On a recent trip to Belgium I was struck by the differences between driving in Belgium and driving in the United States. I found increased speed limits, strange traffic signs and baffling right of way situations everywhere I looked. It’s a good thing I was riding with an experienced Belgian driver.

Here are a few tips and tricks to help you prepare for driving in Belgium. I hope that these will help you have a smooth ride on your next trip!

  • First things first, drive on the right-hand side of the road and pass only on the left.
  • To drive in Belgium you must be at least 18 years old. Additionally you must have a valid Belgian, EU or international driver’s license.
  • Because Belgium has two primary languages - French and Flemish - be sure you know both the French and Dutch names of your destination to prevent confusion when you are driving north to south or vice-versa (for instance, driving south from Bruges in the Flemish-speaking Flanders region you may be heading toward Bergen, but arriving in Mons - the French name for the small town in the French-speaking Wallonia region of Belgium).
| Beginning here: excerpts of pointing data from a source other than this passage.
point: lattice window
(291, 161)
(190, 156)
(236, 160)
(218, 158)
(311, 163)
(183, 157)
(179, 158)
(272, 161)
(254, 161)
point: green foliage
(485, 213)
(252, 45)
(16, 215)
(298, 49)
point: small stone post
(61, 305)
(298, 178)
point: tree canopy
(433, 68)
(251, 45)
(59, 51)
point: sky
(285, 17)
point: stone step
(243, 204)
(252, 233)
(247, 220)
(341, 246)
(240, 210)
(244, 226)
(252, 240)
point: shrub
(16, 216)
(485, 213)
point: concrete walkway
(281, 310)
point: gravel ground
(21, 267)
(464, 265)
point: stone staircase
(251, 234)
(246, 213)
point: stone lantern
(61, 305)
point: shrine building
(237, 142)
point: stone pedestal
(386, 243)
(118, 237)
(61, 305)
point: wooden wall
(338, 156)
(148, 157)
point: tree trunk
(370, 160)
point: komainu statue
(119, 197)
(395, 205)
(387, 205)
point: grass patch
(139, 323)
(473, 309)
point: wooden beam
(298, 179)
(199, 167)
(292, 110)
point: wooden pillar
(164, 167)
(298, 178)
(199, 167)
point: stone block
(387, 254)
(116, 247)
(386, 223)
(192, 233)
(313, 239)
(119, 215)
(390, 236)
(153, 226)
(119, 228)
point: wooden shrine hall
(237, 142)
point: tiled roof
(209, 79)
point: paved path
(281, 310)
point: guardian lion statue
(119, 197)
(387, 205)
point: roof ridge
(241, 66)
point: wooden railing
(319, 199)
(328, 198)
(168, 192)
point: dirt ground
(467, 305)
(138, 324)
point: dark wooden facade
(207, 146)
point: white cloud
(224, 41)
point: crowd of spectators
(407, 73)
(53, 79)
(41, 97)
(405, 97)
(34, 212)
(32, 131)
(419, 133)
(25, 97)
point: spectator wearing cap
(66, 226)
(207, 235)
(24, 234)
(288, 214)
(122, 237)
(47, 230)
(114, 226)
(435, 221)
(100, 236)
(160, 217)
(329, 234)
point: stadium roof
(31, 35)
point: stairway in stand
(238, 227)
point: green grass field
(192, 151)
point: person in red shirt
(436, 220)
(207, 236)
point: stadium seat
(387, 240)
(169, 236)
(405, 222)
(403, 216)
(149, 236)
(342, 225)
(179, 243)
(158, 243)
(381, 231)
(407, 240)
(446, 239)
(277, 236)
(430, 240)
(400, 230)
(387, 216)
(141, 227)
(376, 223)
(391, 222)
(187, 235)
It’s worth it to purchase a quick reference book so you can have a list of Dutch and French translations for common words and phrases you’ll use while driving.
  • Some general speed limit guidelines: Unless otherwise posted (more on that later) you can assume a strict speed limit of 120kph or 74mph on Motorways (four-lane roads); 90kph or 56mph on national roads (main roads) and 50kph or 31mph in built-up areas (within towns). Visitors to Belgium are expected to pay any fines on-the-spot, so watch your speed!
  • Don’t be caught without your seat belt! In Belgium, seat belts are required both in front seat and back. If you are traveling with children under 12, they must sit in the back seat.
  • One unusual Belgian driving regulation is “priority from the right” which requires that drivers must stop for traffic joining from the right. (This is completely opposite from the American custom of yielding right of way to traffic on the left.) Only in specific circumstances does this “priority from the right” not apply: yellow or orange diamond signs or on motorways and roundabouts.
  • Both pedestrians and trams have the right of way in Belgium. Always stop for pedestrians!
  • Some traffic signs you will encounter with frequency include “wait for counter traffic” which is a downward facing black arrow and an upward facing red arrow, indicating which car should yield to another when a road has become one single lane; the “no overtaking” or no passing sign, which is a black car and red car side-by-side; “no parking” which is a red line over a blue background and the “stop” sign with a red circle and black horizontal line.
  • Cell phone use is only permitted with hands-free systems.
  • In an emergency, dial 112 anywhere in the EU to reach emergency services.

Driving in Belgium is a treat - picturesque countryside homes, ambling green fields and large, somehow romantic wind turbines pepper the landscape.

Don’t be timid; follow the tips and tricks above for a smooth ride and enjoy driving in Belgium!